My phone’s GPS software does voice searching. A while back I searched for “Thai restaurant”, and it came back with the correct results. How did it know I didn’t mean “tie restaurant”? Because no one would say that, and I’m sure that when data mining popular searches, “Thai restaurant” came up infinitely more often than its homonym.

The speed is just a function of computing power. I’m sure the transcription was done in a fraction of a second; the extra time was just network overhead.

I don’t know about Vonage, but I know that at least with Google Voice, it’s definitely software doing the translation.

The now defunct 1-800-GOOG-411 service, was a free, voice recognition based directory assistance service. The entire reason Google offered this service was to build a phoneme database for their voice recognition software. AFAIK, this is now used for search indexing, and for the voice command and transcription features in Android (when you use these features, the phone doesn’t do the speech recognition, the audio is uploaded to Google’s servers for processing).
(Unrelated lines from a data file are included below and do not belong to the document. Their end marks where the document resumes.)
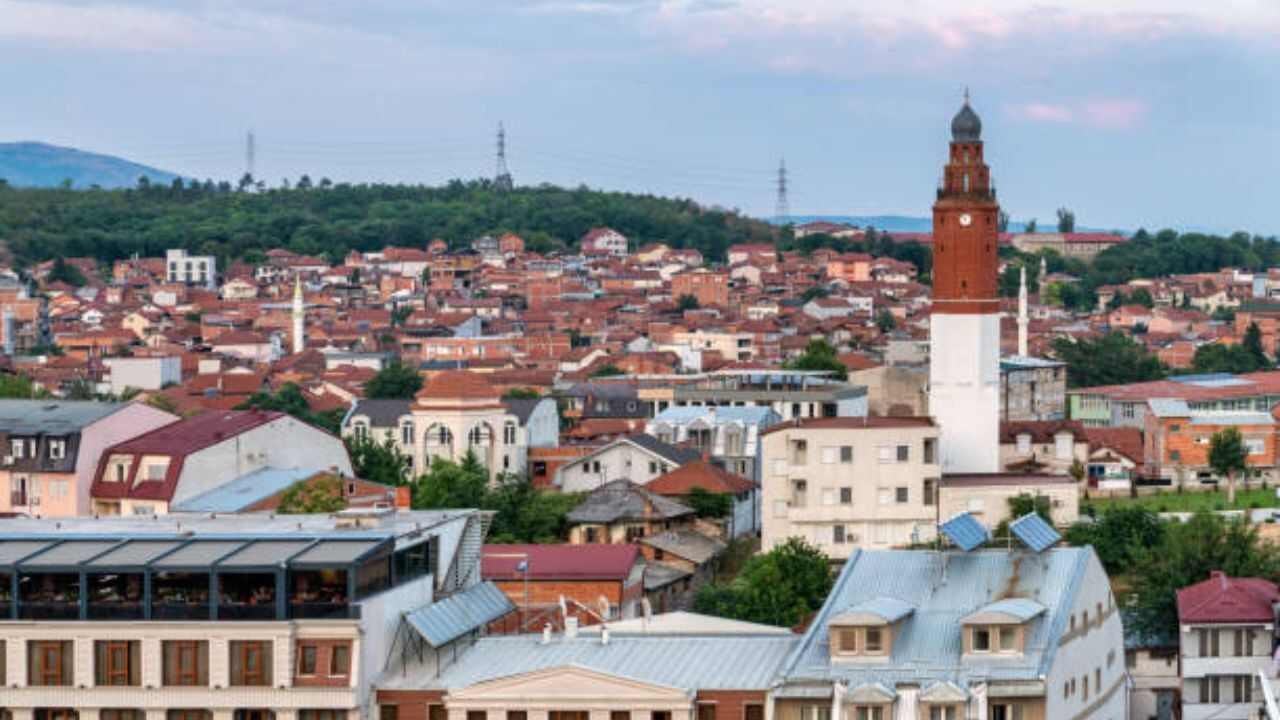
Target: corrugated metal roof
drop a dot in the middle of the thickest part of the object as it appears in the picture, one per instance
(135, 554)
(73, 552)
(945, 587)
(455, 616)
(704, 662)
(1034, 532)
(264, 554)
(243, 491)
(965, 532)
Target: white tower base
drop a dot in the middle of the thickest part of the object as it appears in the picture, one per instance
(964, 390)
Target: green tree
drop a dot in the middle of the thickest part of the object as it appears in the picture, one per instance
(379, 463)
(819, 355)
(319, 495)
(1185, 555)
(1111, 359)
(708, 504)
(394, 381)
(885, 320)
(1228, 456)
(781, 587)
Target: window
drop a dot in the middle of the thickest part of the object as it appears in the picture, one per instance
(873, 641)
(50, 662)
(251, 662)
(307, 655)
(339, 660)
(981, 639)
(186, 662)
(117, 662)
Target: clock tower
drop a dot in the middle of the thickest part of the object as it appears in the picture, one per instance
(964, 327)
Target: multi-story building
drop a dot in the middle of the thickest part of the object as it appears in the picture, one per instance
(51, 450)
(161, 470)
(844, 483)
(191, 269)
(1225, 636)
(997, 634)
(730, 436)
(456, 413)
(791, 393)
(224, 618)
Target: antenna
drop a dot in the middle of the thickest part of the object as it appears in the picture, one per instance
(502, 174)
(782, 210)
(250, 153)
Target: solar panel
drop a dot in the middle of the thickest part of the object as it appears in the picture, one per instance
(965, 532)
(1033, 532)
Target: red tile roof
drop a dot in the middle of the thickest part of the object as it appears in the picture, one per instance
(1223, 598)
(560, 561)
(703, 474)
It usually works pretty darn well, as well. However, the GOOG-411 service was offered in the USA and Canada, so the lion’s share of its phoneme database will be filled with accents common in those two countries. You should see the voicemail transcriptions when my British boss leaves me a message. When he says “Hi, goldmund” it usually transcribes as “Hi, love” which is quite disturbing!

Just a WAG, but I’d imagine Vonage is using similar software as well. Apparently theirs will transcribe Spanish as well.


I’m curious as to what would happen if you search for “black tie restaurant”.

I just did a little test on my phone, speaking “I hear you. I’m still here at work.” And it got it exactly right, using hear vs. here correctly.

If the system knew English grammar, this would be a trivial task. Computers aren’t that good yet, but what they can do a mine a large body of text–documents, emails, etc. And from this they can deduce that “I hear you” comes up far more frequently than “I here you”, and “here at work” is more frequent than “hear at work.” So those are the guesses it makes.